Optimizing NVIDIA DGX Systems
Building a future-proof HPC and AI cluster environment with Altair Grid Engine
In a previous article, Getting the most out of NVIDIA DGX Systems with Altair Grid Engine, we talked about the importance of GPUs for HPC and Deep Learning workloads and explained how Altair Grid Engine could help users take full advantage of NVIDIA DGX systems. As users increasingly taking advantage of GPUs, containers, and cloud-resources for high-performance applications, effective management of GPU workloads is more important than ever. With the annual NVIDIA GPU Technology Conference (now an online event) around the corner, it seems like a good time to revisit this topic.

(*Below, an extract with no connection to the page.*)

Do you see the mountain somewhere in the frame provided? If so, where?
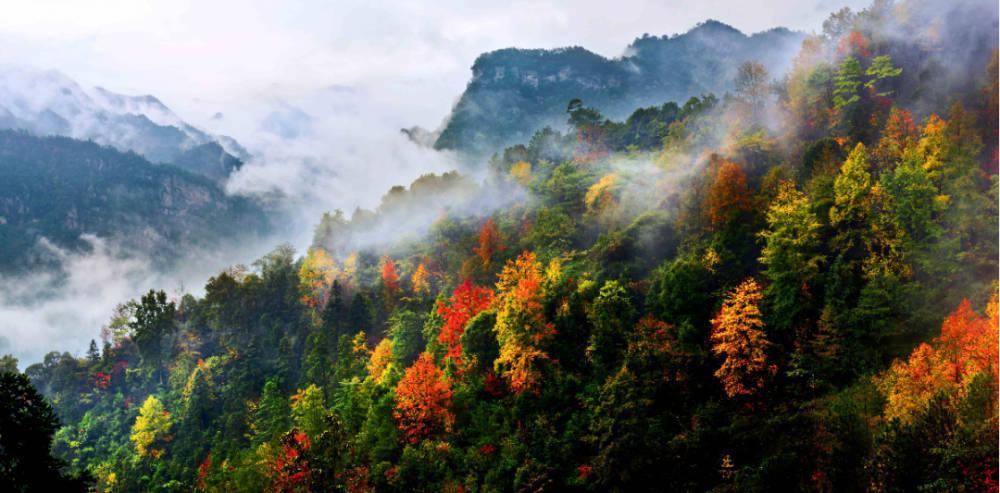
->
[0,130,268,272]
[0,66,247,180]
[434,20,804,153]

Resource Management and DGX systems
A common issue among DGX users is how to share systems among multiple users or groups. Few organizations can afford to dedicate large-scale systems to specific users, and application environments are increasingly complex. Fortunately, for a broad range of disciplines in HPC and Deep Learning, NVIDIA provides validated containers in the NVIDIA GPU Cloud (NGC) to simplify GPU applications.1
For example, If you’re building a model for image classification, you might start with a TensorFlow container image. This image contains dozens of software packages including an OS, NVIDIA software (CUDA, cuDNN, NCCL), OpenMPI and Horovod (for parallel training), Jupyter, and other components. The sample scripts that run multi-GPU models with Horovod assign GPUs sequentially corresponding to the rank of the MPI task.2 While this keeps examples simple, it causes problems in production. For example, if four users attempt to run a 4-way training job on the same DGX-2 host, the first job will allocate GPUs 0 through 3 and the subsequent three jobs will all fail, attempting to re-allocate the same set of GPUs – all while 75% of the GPUs sit idle. Users can modify scripts or tweak the MPI command line to specify hosts and GPU devices manually, but this is tedious and error-prone. When sharing DGX systems, a GPU-aware resource manager is a far more practical solution.

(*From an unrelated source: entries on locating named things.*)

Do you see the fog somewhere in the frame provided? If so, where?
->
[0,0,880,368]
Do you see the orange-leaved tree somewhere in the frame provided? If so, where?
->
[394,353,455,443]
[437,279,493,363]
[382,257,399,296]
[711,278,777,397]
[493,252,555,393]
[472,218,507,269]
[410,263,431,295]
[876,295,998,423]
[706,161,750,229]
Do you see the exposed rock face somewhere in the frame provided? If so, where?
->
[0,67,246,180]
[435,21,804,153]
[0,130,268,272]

A better way to run GPU applications
Resource management on GPU systems is critical for three reasons:
- It avoids having GPU jobs fail by queuing them automatically when resources are not available.

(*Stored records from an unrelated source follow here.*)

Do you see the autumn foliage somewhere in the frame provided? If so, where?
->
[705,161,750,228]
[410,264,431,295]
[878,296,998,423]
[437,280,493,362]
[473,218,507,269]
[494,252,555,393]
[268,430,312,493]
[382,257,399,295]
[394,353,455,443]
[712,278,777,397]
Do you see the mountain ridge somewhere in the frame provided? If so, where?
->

- It maximizes resource use and efficiency by dynamically allocating GPUs at runtime, boosting overall productivity.
- It maximizes performance by scheduling the host and GPU portions of workloads considering the machine architecture and geometry of workloads. This includes details such as NUMA, CPU-GPU affinity, and placement strategies to balance traffic across memory channels, busses, switches, and network interfaces.
In addition to these GPU-aware scheduling capabilities, other policies are useful as well. For example, when multiple users share a DGX cluster, a fairshare policy ensures that different users, departments, or projects are allocated a specific share of GPU resources over time. Users often run a mix of CPU and GPU workloads, and in some cases, CPU jobs can consume resources and prevent GPU jobs from running. Rather than have valuable GPUs sit idle, it’s often better to automatically pre-empt low-priority CPU workloads to avoid valuable DGX assets sitting idle.
How the resource manager optimizes placement
In DGX environments, a resource manager such as Altair Grid Engine can take control of the complete cluster environment. The resource manager enforces cgroups isolation among GPUs, preventing jobs from conflicting with one another.3
When a DGX host is under control of a workload manager, the MPI runtime typically resides on each cluster host (outside application containers) and is resource manager aware. When submitting a parallel job requiring GPUs, users indicate the total number of MPI ranks, the number of ranks (GPUs) per host, and leave it to the resource manager to optimize placement.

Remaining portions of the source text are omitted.